Interruption de grossesse

Interruption Médicale de Grossesse (IMG) : aspects psychologiques

Dans notre pays, l’IMG peut être pratiquée à n’importe quel terme de la grossesse, dès lors que celle-ci  met en péril grave la santé de la femme, ou qu’il existe une forte probabilité que l’enfant à naître soit atteint d’une affection d’une particulière gravité reconnue comme incurable au moment du diagnostic.

Depuis les deux décrets publiés en août 2008, les parents peuvent déclarer à l’Etat Civil des fœtus nés sans vie entre 16 et 22 semaines d’aménorrhées (SA), afin de leur donner un prénom (mais la maman n’a pas droit au congé de maternité), et de les inscrire sur le livret de famille. De plus, des obsèques peuvent être organisées. Cette avancée est essentielle pour tous les parents vivant une IMG, car enfin, ces futurs enfants, ces bébés en gestation sont reconnus par la société, et parallèlement, la femme est aussi reconnue en tant qu’ayant porté la vie.

Durant la grossesse, l’annonce d’une anomalie fœtale entraîne des réactions différentes de la part des parents. Certains sont en véritable état de choc et désinvestissent brutalement l’enfant qu’ils attendaient. C’est pourquoi un délai de réflexion est indispensable pour une bonne élaboration psychique de ce qu’ils vivent, et une prise de décision cohérente avec ce qu’ils pensent et croient.

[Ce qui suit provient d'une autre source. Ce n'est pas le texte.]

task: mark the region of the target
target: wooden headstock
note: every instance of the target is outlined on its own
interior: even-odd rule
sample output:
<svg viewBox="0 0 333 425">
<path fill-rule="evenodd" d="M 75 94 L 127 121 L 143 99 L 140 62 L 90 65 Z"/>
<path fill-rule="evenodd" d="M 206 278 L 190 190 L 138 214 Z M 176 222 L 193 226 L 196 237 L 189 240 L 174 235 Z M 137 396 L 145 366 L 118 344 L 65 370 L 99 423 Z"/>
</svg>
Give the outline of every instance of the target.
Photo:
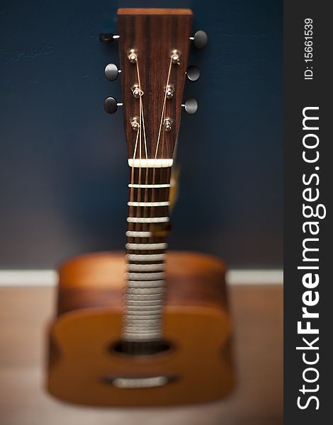
<svg viewBox="0 0 333 425">
<path fill-rule="evenodd" d="M 129 159 L 171 159 L 188 62 L 192 11 L 120 8 L 119 55 Z"/>
</svg>

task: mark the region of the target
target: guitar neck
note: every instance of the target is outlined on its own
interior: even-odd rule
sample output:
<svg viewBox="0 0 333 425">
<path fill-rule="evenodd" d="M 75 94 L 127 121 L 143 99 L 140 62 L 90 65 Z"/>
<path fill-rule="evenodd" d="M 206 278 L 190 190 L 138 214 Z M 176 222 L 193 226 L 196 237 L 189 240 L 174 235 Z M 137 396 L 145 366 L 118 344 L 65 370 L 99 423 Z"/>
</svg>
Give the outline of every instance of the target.
<svg viewBox="0 0 333 425">
<path fill-rule="evenodd" d="M 138 159 L 129 164 L 123 339 L 159 341 L 162 334 L 172 160 Z"/>
</svg>

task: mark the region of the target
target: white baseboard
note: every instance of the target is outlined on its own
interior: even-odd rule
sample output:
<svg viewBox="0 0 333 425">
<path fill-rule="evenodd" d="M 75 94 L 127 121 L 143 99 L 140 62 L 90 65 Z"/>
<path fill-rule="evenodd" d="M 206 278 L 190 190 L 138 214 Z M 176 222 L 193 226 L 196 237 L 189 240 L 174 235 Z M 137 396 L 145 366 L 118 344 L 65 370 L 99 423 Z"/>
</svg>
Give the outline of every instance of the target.
<svg viewBox="0 0 333 425">
<path fill-rule="evenodd" d="M 54 270 L 0 270 L 0 286 L 53 286 L 57 282 Z M 227 276 L 231 285 L 275 285 L 283 283 L 280 269 L 231 269 Z"/>
</svg>

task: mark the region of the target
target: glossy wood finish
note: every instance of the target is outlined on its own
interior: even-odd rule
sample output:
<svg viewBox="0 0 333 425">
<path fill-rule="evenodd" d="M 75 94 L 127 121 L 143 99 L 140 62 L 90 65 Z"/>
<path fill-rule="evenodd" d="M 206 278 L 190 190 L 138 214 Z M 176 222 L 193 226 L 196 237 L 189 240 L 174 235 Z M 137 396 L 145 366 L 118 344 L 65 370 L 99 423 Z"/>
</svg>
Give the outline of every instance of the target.
<svg viewBox="0 0 333 425">
<path fill-rule="evenodd" d="M 237 385 L 222 400 L 164 408 L 96 409 L 60 402 L 45 390 L 46 327 L 55 290 L 0 288 L 1 425 L 281 425 L 282 285 L 232 285 Z"/>
<path fill-rule="evenodd" d="M 130 63 L 128 55 L 130 49 L 137 52 L 142 109 L 148 158 L 155 156 L 161 118 L 172 120 L 172 130 L 162 130 L 157 158 L 172 158 L 179 126 L 183 91 L 190 46 L 192 12 L 189 9 L 118 9 L 119 56 L 123 89 L 125 134 L 128 157 L 133 157 L 137 132 L 130 126 L 133 117 L 140 117 L 140 101 L 132 96 L 131 88 L 138 83 L 135 64 Z M 170 54 L 174 49 L 181 53 L 179 64 L 171 67 L 169 82 L 174 87 L 174 96 L 167 99 L 162 114 L 164 90 L 168 80 Z M 136 152 L 139 158 L 140 149 Z M 142 157 L 145 157 L 143 142 Z"/>
<path fill-rule="evenodd" d="M 224 265 L 203 254 L 169 253 L 164 338 L 172 349 L 135 357 L 109 350 L 120 337 L 124 265 L 121 253 L 102 253 L 61 267 L 49 392 L 99 406 L 183 404 L 227 395 L 234 375 Z M 106 375 L 177 379 L 158 387 L 120 389 L 102 382 Z"/>
<path fill-rule="evenodd" d="M 58 315 L 91 307 L 119 309 L 125 267 L 123 252 L 90 254 L 64 263 L 59 271 Z M 166 305 L 226 310 L 225 270 L 225 265 L 211 256 L 169 252 Z"/>
</svg>

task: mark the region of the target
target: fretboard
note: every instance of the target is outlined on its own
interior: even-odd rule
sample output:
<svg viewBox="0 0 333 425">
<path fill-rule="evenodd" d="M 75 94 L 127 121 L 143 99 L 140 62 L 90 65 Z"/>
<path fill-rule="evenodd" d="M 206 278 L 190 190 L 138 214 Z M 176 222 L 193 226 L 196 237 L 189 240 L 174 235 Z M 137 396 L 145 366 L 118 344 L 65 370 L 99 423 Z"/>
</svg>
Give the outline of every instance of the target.
<svg viewBox="0 0 333 425">
<path fill-rule="evenodd" d="M 169 162 L 167 162 L 169 161 Z M 122 339 L 162 339 L 171 160 L 130 167 Z M 130 164 L 133 165 L 133 164 Z"/>
</svg>

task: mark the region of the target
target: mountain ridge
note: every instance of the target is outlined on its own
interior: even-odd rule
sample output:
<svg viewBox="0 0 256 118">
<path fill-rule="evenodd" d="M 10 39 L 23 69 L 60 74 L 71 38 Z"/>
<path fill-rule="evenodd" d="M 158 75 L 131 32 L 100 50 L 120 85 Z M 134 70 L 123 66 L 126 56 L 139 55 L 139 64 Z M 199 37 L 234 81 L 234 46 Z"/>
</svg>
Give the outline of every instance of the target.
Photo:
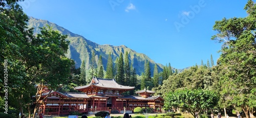
<svg viewBox="0 0 256 118">
<path fill-rule="evenodd" d="M 67 35 L 68 36 L 67 39 L 70 42 L 68 53 L 66 56 L 75 61 L 76 67 L 80 67 L 82 60 L 84 60 L 86 67 L 88 68 L 90 60 L 91 58 L 91 53 L 93 51 L 95 53 L 96 62 L 98 61 L 99 55 L 101 55 L 103 68 L 105 70 L 109 53 L 112 54 L 113 61 L 115 62 L 117 58 L 119 57 L 120 52 L 124 54 L 125 52 L 127 52 L 129 61 L 130 63 L 133 63 L 133 66 L 136 69 L 136 73 L 138 75 L 141 75 L 144 72 L 144 63 L 145 60 L 149 61 L 151 73 L 152 74 L 153 73 L 155 63 L 156 63 L 145 54 L 137 53 L 125 45 L 119 46 L 109 44 L 100 45 L 87 39 L 82 36 L 72 33 L 55 23 L 31 16 L 29 17 L 29 20 L 27 23 L 29 28 L 33 27 L 34 28 L 34 33 L 35 34 L 40 33 L 40 30 L 39 28 L 45 27 L 48 24 L 52 28 L 53 30 L 58 31 L 61 34 Z M 162 72 L 164 65 L 160 63 L 157 63 L 157 64 L 158 72 Z M 174 72 L 176 68 L 172 67 L 172 69 L 173 72 Z M 179 72 L 180 72 L 183 69 L 178 70 Z"/>
</svg>

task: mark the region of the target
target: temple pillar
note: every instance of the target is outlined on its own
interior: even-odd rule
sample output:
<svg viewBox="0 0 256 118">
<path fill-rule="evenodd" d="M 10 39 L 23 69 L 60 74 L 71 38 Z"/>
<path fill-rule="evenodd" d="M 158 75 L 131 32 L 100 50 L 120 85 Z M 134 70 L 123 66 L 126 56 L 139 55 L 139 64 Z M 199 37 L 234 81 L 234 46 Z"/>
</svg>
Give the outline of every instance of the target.
<svg viewBox="0 0 256 118">
<path fill-rule="evenodd" d="M 61 103 L 59 104 L 59 109 L 58 110 L 58 115 L 59 115 L 59 112 L 60 112 L 60 106 L 61 105 Z"/>
<path fill-rule="evenodd" d="M 44 110 L 42 110 L 42 113 L 44 113 L 44 114 L 45 114 L 45 111 L 46 111 L 46 103 L 44 104 Z"/>
</svg>

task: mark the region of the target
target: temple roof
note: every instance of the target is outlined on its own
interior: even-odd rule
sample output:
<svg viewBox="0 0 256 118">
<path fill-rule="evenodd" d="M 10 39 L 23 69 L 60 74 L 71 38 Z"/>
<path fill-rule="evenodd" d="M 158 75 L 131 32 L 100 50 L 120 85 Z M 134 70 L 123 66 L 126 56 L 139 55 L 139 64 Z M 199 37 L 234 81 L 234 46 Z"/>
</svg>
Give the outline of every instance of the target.
<svg viewBox="0 0 256 118">
<path fill-rule="evenodd" d="M 114 79 L 102 79 L 93 77 L 89 84 L 85 86 L 76 87 L 76 90 L 82 90 L 91 86 L 99 88 L 105 88 L 113 89 L 132 90 L 135 88 L 134 86 L 124 86 L 116 83 Z"/>
<path fill-rule="evenodd" d="M 67 92 L 62 93 L 58 91 L 52 91 L 47 93 L 42 94 L 42 97 L 46 97 L 48 94 L 55 95 L 56 93 L 62 96 L 64 98 L 86 98 L 88 99 L 90 97 L 85 93 L 82 92 Z"/>
<path fill-rule="evenodd" d="M 159 96 L 152 96 L 148 98 L 143 98 L 141 96 L 125 96 L 122 97 L 119 97 L 119 98 L 122 99 L 131 99 L 132 100 L 154 100 L 158 98 L 160 98 L 161 100 L 163 100 L 163 99 L 161 98 Z"/>
<path fill-rule="evenodd" d="M 69 98 L 89 98 L 89 97 L 84 93 L 62 93 Z"/>
<path fill-rule="evenodd" d="M 145 88 L 144 89 L 143 89 L 142 90 L 138 91 L 136 91 L 135 92 L 136 93 L 154 93 L 156 92 L 155 92 L 154 91 L 150 90 L 147 90 Z"/>
</svg>

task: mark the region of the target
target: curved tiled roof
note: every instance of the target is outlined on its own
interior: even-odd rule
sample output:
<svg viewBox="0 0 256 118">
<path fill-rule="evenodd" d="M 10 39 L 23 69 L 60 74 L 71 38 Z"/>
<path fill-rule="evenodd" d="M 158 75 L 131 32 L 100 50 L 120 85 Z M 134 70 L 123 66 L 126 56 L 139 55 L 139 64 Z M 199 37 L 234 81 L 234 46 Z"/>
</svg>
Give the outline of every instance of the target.
<svg viewBox="0 0 256 118">
<path fill-rule="evenodd" d="M 163 99 L 160 96 L 152 96 L 148 98 L 143 98 L 141 96 L 125 96 L 122 97 L 119 97 L 119 98 L 126 98 L 126 99 L 132 99 L 132 100 L 153 100 L 160 98 L 161 99 Z"/>
<path fill-rule="evenodd" d="M 144 89 L 142 90 L 139 90 L 138 91 L 135 92 L 136 93 L 154 93 L 155 91 L 150 90 L 146 90 L 146 88 L 144 88 Z"/>
<path fill-rule="evenodd" d="M 75 89 L 82 89 L 91 86 L 101 88 L 112 88 L 114 89 L 132 90 L 135 88 L 134 86 L 124 86 L 116 83 L 114 79 L 102 79 L 94 77 L 89 84 L 75 87 Z"/>
</svg>

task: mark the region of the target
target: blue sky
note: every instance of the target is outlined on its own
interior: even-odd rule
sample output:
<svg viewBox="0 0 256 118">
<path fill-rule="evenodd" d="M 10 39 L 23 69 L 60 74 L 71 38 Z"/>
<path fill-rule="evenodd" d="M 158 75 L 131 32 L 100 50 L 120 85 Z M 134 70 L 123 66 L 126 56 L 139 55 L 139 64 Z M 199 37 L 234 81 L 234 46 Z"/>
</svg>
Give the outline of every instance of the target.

Ce temps est un temps d’accompagnement et de présence, et non un temps de vide pendant lequel les parents se sentiraient abandonnés dans leur solitude et leur détresse. Il est primordial de respecter de temps, cette temporalité de leur souffrance, en fonction du terme de la grossesse, mais aussi et surtout de l’investissement initial de l’enfant à venir. Normalement, cet accompagnement a lieu dans la maternité où l’accouchement aura lieu.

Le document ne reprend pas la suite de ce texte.